OpenFermion is an open-source software library for quantum simulation of fermionic systems on quantum computers. It provides tools for translating electronic structure and many-body Hamiltonians into qubit representations suitable for variational algorithms and fault-tolerant approaches, supporting research across computational chemistry, condensed matter, and quantum information. The project interfaces with quantum frameworks and classical packages to enable end-to-end workflows from molecular models to quantum circuits.

Overview

OpenFermion integrates with projects like Google, IBM, Microsoft, Intel Corporation, Rigetti Computing and research institutions including Harvard University, Massachusetts Institute of Technology, Stanford University, Caltech and University of Waterloo. It supports bridges to software such as Cirq, Qiskit, ProjectQ, PySCF, Psi4, OpenMM and NumPy, enabling interoperability with frameworks used by John Preskill, Peter Shor, Lov Grover and other figures linked to quantum algorithms. The library targets simulations relevant to work by Alexei Kitaev, Richard Feynman, Paul Dirac, Walter Kohn and computational efforts like Gaussian (software), NWChem, GAMESS and Quantum ESPRESSO. Contributors often cite results in venues such as Physical Review Letters, Nature, Science and conferences like QIP and NeurIPS.

History and Development

Development began amid collaborations between groups at Google and academic labs including Yale University and University of California, Berkeley. Early contributions referenced techniques from Jordan–Wigner transformation, Bravyi–Kitaev transformation and methods used by Peter Bravyi, Alexei Kitaev, Sergey Bravyi. Funding and institutional support involved entities such as ARPA-E, NSF, DOE and partnerships with industrial labs including Xerox PARC and Bell Labs-era milestones. The codebase evolved alongside projects like OpenFermion-Cirq and integrations with OpenAI-adjacent research ecosystems, reflecting trends set by computational campaigns from IBM Research and Microsoft Research groups. Publication milestones and releases were often accompanied by demonstrations on hardware from Google Quantum AI and simulators developed by Rigetti and IonQ.

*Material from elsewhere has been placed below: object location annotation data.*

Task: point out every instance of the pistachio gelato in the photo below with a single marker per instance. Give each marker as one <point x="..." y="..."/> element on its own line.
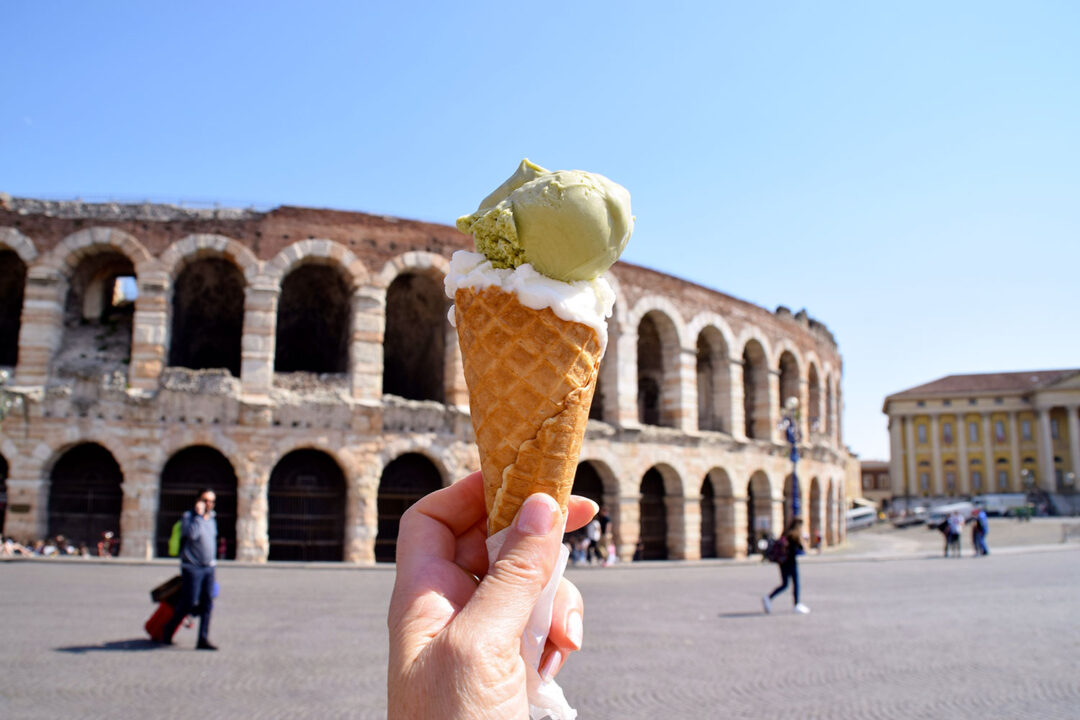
<point x="568" y="225"/>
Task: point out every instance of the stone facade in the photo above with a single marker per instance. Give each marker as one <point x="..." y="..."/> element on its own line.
<point x="690" y="390"/>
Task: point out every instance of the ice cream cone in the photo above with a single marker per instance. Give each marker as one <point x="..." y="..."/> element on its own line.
<point x="530" y="377"/>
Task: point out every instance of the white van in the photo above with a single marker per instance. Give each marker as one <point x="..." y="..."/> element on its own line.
<point x="1000" y="503"/>
<point x="937" y="515"/>
<point x="861" y="517"/>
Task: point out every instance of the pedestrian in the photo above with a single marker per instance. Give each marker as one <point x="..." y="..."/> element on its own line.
<point x="980" y="527"/>
<point x="792" y="541"/>
<point x="198" y="548"/>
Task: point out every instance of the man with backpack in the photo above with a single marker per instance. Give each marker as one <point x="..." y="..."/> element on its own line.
<point x="784" y="552"/>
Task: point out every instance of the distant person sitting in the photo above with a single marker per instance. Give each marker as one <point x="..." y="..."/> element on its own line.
<point x="198" y="559"/>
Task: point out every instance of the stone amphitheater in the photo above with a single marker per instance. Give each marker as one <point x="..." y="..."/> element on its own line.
<point x="300" y="363"/>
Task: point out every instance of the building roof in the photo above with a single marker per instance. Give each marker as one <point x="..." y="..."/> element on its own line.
<point x="1025" y="381"/>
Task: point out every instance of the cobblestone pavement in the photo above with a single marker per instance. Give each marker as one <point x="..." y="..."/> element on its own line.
<point x="994" y="637"/>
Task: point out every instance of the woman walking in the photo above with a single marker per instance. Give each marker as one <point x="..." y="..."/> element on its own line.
<point x="788" y="567"/>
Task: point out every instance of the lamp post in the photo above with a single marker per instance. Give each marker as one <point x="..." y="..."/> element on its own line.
<point x="790" y="423"/>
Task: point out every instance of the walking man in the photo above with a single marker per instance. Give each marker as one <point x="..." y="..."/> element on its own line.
<point x="198" y="547"/>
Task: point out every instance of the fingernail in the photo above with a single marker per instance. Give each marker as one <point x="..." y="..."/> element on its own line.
<point x="575" y="632"/>
<point x="551" y="666"/>
<point x="538" y="515"/>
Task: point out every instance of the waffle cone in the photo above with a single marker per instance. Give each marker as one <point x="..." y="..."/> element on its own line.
<point x="531" y="377"/>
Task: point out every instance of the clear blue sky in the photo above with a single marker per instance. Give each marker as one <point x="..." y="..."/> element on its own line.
<point x="907" y="172"/>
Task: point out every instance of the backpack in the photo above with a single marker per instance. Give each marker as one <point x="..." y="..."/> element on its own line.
<point x="174" y="540"/>
<point x="777" y="552"/>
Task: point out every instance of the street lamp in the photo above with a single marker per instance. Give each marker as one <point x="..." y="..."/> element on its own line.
<point x="790" y="423"/>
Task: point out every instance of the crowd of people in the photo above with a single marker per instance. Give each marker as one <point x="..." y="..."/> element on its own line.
<point x="61" y="546"/>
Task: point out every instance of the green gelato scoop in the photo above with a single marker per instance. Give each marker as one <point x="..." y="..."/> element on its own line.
<point x="568" y="225"/>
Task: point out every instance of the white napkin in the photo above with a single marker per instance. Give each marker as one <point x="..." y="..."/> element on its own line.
<point x="547" y="701"/>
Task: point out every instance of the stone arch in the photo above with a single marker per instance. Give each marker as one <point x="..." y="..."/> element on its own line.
<point x="757" y="410"/>
<point x="85" y="494"/>
<point x="207" y="314"/>
<point x="187" y="472"/>
<point x="658" y="366"/>
<point x="12" y="287"/>
<point x="307" y="506"/>
<point x="313" y="322"/>
<point x="419" y="348"/>
<point x="23" y="246"/>
<point x="759" y="522"/>
<point x="407" y="478"/>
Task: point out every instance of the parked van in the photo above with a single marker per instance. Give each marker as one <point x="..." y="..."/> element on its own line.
<point x="937" y="515"/>
<point x="861" y="517"/>
<point x="1000" y="503"/>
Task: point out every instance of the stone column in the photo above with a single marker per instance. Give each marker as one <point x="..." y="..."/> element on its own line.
<point x="913" y="470"/>
<point x="628" y="526"/>
<point x="1013" y="458"/>
<point x="1045" y="456"/>
<point x="961" y="443"/>
<point x="257" y="342"/>
<point x="149" y="330"/>
<point x="41" y="325"/>
<point x="365" y="347"/>
<point x="1074" y="423"/>
<point x="896" y="456"/>
<point x="936" y="480"/>
<point x="738" y="410"/>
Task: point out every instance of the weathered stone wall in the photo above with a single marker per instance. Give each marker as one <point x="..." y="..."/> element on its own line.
<point x="144" y="411"/>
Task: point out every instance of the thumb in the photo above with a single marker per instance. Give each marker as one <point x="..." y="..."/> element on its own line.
<point x="501" y="606"/>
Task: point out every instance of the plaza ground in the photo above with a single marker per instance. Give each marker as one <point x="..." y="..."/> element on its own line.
<point x="895" y="632"/>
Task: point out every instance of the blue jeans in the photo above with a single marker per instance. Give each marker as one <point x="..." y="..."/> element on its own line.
<point x="787" y="571"/>
<point x="197" y="594"/>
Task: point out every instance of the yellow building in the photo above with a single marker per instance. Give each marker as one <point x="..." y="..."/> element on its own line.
<point x="1000" y="432"/>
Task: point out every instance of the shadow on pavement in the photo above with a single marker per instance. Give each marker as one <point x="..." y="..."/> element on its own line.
<point x="116" y="646"/>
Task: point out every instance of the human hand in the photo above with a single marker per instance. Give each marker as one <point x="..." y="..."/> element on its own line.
<point x="456" y="624"/>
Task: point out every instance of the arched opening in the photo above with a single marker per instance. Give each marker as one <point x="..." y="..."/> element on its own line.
<point x="756" y="392"/>
<point x="707" y="519"/>
<point x="85" y="496"/>
<point x="714" y="382"/>
<point x="307" y="507"/>
<point x="12" y="284"/>
<point x="652" y="541"/>
<point x="813" y="412"/>
<point x="207" y="316"/>
<point x="404" y="481"/>
<point x="186" y="473"/>
<point x="98" y="311"/>
<point x="788" y="381"/>
<point x="313" y="311"/>
<point x="414" y="349"/>
<point x="758" y="511"/>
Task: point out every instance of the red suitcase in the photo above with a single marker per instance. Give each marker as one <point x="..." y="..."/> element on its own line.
<point x="156" y="625"/>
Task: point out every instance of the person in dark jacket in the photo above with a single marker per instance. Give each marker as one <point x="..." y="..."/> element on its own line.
<point x="198" y="549"/>
<point x="790" y="568"/>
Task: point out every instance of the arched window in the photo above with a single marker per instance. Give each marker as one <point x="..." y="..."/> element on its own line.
<point x="415" y="341"/>
<point x="12" y="283"/>
<point x="405" y="480"/>
<point x="186" y="473"/>
<point x="207" y="316"/>
<point x="312" y="333"/>
<point x="307" y="507"/>
<point x="85" y="496"/>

Architecture and Components

OpenFermion's architecture connects molecular integrals from quantum chemistry packages such as PySCF, Psi4, Molpro and ORCA to fermionic operator representations inspired by theoretical results from Dirac and Heisenberg. Core modules include data structures for FermionOperators, QubitOperators, and utilities for second quantization rooted in techniques formulated by John von Neumann and applied by Linus Pauling. Transformations such as Jordan–Wigner and Bravyi–Kitaev map to qubit operators used by Cirq and Qiskit circuit generators. Backends interface with simulators like ProjectQ and hardware platforms by IBM, Google and IonQ. The repository follows software practices recommended by GitHub-hosted projects and continuous integration approaches pioneered in open-source communities including Apache Software Foundation projects.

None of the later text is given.